After picking up there we walked over to Anchorpoint and met up with the rest of the crew. Sarah sent Recreational Vehicle which is awesome! Seems that her and Ben were also excited about Anchorpoint. It's nice to see others getting more and more psyched on what the lake has to offer.

We didn't stick around too long since Katie wanted to try Massive Vertigo once more. This time, after some beta refinement, was a bit better. Fairly quickly she'd worked out an entirely new sequence that seemed to play to her strengths and allowed her to get the kneebar a bit more securely.

With fatigue setting in and light fading she gave a couple of all out efforts and on her best go she fell on the last hard move before the jugs. Sad but encouraging at the same time.

On our way out we met up with the rest of the crew coming down from Dumpster Diving where pretty much everyone sent it and moved on. Once again, so nice to see people going out and just climbing new problems in new areas.

So notch it up. Another good day at the lake. More problems got sent, no one punted and new problems are on the horizon. This year has had a different flavor than the last couple. People are getting out more and the projects seem closer than ever. Excited to see where this leads.

I'll leave you with another gem of a video. Go Katie go.

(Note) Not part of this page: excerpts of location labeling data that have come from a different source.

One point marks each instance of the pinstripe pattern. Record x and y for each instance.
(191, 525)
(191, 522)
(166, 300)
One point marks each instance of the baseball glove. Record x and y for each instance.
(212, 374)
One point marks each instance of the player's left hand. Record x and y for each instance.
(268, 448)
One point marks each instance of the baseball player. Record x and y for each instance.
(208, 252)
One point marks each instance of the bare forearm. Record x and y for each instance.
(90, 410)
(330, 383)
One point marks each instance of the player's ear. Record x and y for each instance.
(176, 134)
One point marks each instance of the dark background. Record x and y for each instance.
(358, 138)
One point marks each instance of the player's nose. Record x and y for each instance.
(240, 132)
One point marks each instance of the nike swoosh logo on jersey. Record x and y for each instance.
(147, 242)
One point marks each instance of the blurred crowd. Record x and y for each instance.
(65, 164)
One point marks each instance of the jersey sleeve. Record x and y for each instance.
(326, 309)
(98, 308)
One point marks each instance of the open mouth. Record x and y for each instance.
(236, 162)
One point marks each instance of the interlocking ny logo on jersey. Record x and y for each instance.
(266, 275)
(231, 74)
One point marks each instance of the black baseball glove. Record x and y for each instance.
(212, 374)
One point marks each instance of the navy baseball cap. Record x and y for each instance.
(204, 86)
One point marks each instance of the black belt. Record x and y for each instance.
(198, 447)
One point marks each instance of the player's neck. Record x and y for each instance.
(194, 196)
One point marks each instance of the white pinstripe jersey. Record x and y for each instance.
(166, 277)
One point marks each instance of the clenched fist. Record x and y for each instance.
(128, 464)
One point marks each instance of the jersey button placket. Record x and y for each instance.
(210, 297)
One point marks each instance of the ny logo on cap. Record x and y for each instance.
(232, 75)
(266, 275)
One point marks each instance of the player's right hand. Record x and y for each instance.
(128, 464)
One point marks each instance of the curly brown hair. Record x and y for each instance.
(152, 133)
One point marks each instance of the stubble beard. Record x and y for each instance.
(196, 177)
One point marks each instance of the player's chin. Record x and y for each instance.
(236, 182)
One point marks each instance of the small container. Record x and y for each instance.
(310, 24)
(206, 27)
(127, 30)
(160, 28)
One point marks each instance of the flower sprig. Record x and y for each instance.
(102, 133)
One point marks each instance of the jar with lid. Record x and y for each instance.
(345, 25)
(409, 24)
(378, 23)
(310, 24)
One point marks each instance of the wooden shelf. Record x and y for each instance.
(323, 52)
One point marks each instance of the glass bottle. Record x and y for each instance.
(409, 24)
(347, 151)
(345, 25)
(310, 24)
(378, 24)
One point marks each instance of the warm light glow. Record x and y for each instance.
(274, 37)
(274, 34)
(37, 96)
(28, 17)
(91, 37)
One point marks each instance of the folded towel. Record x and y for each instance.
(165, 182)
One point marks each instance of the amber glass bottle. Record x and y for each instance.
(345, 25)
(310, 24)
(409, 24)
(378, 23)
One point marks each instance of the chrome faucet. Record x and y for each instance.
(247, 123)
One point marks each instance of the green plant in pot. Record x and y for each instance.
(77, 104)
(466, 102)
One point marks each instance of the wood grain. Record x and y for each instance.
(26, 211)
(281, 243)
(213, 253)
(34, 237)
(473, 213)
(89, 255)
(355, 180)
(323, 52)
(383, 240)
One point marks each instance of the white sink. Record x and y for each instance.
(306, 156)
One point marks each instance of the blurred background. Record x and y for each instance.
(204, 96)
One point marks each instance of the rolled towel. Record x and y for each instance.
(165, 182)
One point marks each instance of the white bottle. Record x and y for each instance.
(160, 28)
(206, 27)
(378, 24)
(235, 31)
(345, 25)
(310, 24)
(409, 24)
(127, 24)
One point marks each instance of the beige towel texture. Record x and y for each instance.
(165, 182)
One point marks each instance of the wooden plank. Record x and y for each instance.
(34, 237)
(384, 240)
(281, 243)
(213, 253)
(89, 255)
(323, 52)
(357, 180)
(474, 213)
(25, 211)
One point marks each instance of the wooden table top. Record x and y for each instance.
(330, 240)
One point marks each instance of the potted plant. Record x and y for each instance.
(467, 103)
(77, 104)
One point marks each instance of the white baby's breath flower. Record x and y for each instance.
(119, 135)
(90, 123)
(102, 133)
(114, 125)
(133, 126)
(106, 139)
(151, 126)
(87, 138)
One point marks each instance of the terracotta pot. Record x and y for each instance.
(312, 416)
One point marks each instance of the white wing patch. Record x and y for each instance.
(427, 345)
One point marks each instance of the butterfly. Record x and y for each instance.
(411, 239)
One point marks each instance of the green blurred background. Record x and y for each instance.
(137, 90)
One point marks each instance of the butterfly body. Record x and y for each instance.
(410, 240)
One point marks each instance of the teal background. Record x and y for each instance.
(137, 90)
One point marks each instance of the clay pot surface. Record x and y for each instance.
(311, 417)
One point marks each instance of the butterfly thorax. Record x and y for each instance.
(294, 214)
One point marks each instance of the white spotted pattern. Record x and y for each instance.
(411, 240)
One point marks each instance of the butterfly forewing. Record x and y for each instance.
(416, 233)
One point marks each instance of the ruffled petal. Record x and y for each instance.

Devils Lake Bouldering - Jenga from Steve Schultz on Vimeo.

Friday, April 1, 2011

Punt Of The Month - March

Well now. Here we are. I was really hoping Nic would get punt of the month. He deserved it. Here's his case:

- Drove 4 hours to Madison. Climbed at the gym for a few hours and then started drytooling. Broke a hold. A Nicros hold, just to top it all off. Punt

- Drove 1 hour to the lake and then failed to stand on top of two big pads after repeated effort. Punt

- Did some 5.6's and then cut his arm open walking over to Jenga. Had to hike out and go to the doctor to get it glued up. Punt

- Both the Ranger and the Doctor were dicks to him cause they didn't like his tone. Punt

- Drove an hour back to Madison, at a burrito and passed out on our couch. No Punt. Burritos are good.

- Set the Union South wall with a busted arm and forgot his socks, charger and something else at our house. Punt

- Drove 4 hours back to Minneapolis not having climbed anything and called it his least productive climbing weekend ever. Punt

- Ended up driving a minimum of 10 hours only to buy Katie a bottle of Adult Chocolate Milk(which is DAMN strong btw). Punt

But then Katie threw a wrench in the gears. Here's her case:

- Repeated, uncountable punts off the last move on Jenga. Over and over and over. All caught on video. Punt

On one hand we have a general life punt. Nic wasn't trying hard or doing anything difficult for himself, he just slipped and fell and started bleeding. Dude was just walking...On really slippery quarzite.

On the other hand we have someone who's trying incredibly hard and coming up just short. Albeit many times, but coming up just short. It is possibly the definition of punting. I mean seriously, watch the video. Textbook punt.

Now, I've equalized the two cause they're pretty inexcusable. Both of them. Individually in any other month they'd win outright, but we have this truly incredible circumstance where I've got two clear winners. Two people that punted so hard it's difficult to comprehend. Neither of them are winners here. But there has to be one clear loser. It'd be sheer chaos if I just took the easy way out and made them both punt of the month.

How did I decide you ask? How did I separate two perfectly equal but totally different punts? It's an almost impossible task but after some soul searching I figured out what I had to do. It was so simple after I thought of it. So easy.

I brought it down to the bribes.

Nic bought me a six pack of Double Cream Stout and a bottle of incredibly strong boozed up Chocolate Milk.

Katie made me a cake in the shape of a penguin.

Katie wins.

Nic loses.

Nic, YOU are Punt Of The Month. And I want you to know that this wasn't an easy decision to make. If you had made me a cake in the shape of a penguin AND gotten me some boozy chocolate milk, you'd have won.

But you didn't. I look forward to procuring your prize at Goodwill this week.